さっき蒼夜自ら藤堂の手を取りよろしくと言った手前、今さらそんな事も
言えるはずもない。

「っていうかこの寮、門限7時だぜ」
『バカねーうまく抜け出して遊びなさいよ。あ、正芳さんが呼んでるから
切るわね』
「あっ…。

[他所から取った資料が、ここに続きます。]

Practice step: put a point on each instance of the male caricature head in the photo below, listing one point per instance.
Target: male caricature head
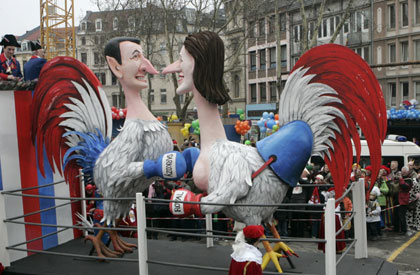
(126, 61)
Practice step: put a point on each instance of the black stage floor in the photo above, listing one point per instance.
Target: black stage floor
(194, 253)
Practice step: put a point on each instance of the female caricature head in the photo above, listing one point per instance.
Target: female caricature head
(207, 50)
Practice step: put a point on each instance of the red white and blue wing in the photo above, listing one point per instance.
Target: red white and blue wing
(68, 103)
(334, 90)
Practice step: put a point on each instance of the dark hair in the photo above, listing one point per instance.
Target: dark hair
(208, 51)
(251, 240)
(112, 48)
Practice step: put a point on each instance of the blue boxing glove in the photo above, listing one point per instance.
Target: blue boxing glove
(191, 155)
(171, 166)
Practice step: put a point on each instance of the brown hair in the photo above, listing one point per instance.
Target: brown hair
(208, 51)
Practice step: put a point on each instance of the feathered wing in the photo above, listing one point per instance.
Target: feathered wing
(70, 114)
(333, 89)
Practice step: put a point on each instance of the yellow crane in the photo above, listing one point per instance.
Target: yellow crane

レイ子めー切りやがった」

クソッと携帯を握ったまま床に大の字になって寝転んだ。
8畳の洋室に段ボール箱が数箱あり備え付けの机とベットとクローゼットも ある。
自分の6畳の和室部屋を思い出した。

「ここの方が断然いいけどな」

んーと背伸びして顔が自然とドアの方に反り返る。
蒼夜は目を見開き固まった。
いつの間にかドアが開いていて煙草を咥えた藤堂が腕を組み立っていたのだ。